Does Arc Therapy Have the Potential to Improve Radiation Treatment of Hodgkin's Lymphoma Patients ?
M Kunze-Busch1*, V Althof2, P van Kollenburg1, M ten Brinke2, J Woltman2, R van der Maazen1, (1) Radboud University Nijmegen Medical Centre, Nijmegen (2) Radiotherapeutic Institute RISO, DeventerSU-E-T-580 Sunday 3:00:00 PM - 6:00:00 PM Room: Exhibit Hall
Purpose: To evaluate whether arc therapy (helical Tomotherapy and volumetric arc therapy; VMAT) is superior to step and shoot IMRT regarding sparing of lungs while maintaining adequate planning target volume (PTV) coverage in Hodgkin's lymphoma patients .

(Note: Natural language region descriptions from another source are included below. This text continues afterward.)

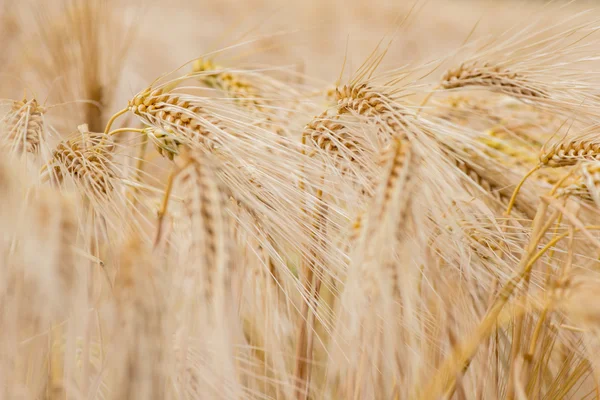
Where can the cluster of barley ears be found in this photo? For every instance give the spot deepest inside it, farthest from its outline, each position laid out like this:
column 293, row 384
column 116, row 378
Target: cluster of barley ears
column 241, row 231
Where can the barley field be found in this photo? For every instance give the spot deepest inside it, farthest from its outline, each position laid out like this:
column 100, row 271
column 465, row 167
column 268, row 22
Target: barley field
column 266, row 199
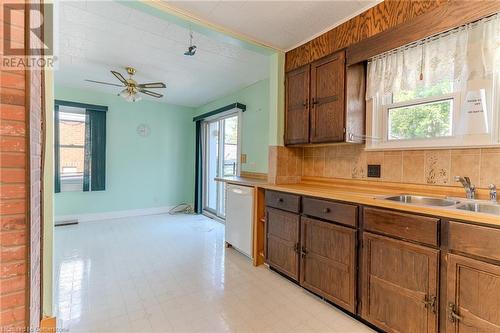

Methods: Radiation treatment plans for eleven Hodgkin's lymphoma patients were created employing the following techniques: coplanar and noncoplanar Step & Shoot IMRT, VMAT and Tomotherapy, i.e., for every patient 4 different treatment plans were created. The IMRT and VMAT planning was performed with Pinnacle software (v. 8 and 9, Philips) suitable for delivery with an Elekta linear accelerator, Tomotherapy plans were calculated with Tomotherapy planning software (v. 3.4). Four patients received a single prescription dose of 30 or 36 Gy, and 7 patients received a simultaneous integrated boost (30 Gy/36 Gy). Treatment plans were optimized such that the normal tissue constraints for the lung [volume receiving more than 20 Gy (V20) is less than 30% and mean lung dose (MLD) is less than 14 Gy] were met, even if PTV coverage (V95%=99%) had to be sacrificed.
Results: All 4 techniques delivered clinically acceptable treatment plans. Tomotherapy achieved the highest dose homogeneity in the PTV and highest dose coverage of the boost volume (on average 98% versus 96% for the other 3 techniques). Since lung sparing was the first planning objective, all techniques scored equally well for V20 en MLD.
Conclusions: The strength of arc therapy lies in the large number of beamlets entering the patient from a high number of angles. For Hodgkin's lymphoma patients this does not automatically translate into a superior treatment due to the high weight on the lung objectives limiting the number of beamlets allowed to pass through the lung. This means that for Hodgkin's lymphoma arc therapy has no added value for sparing of the lungs.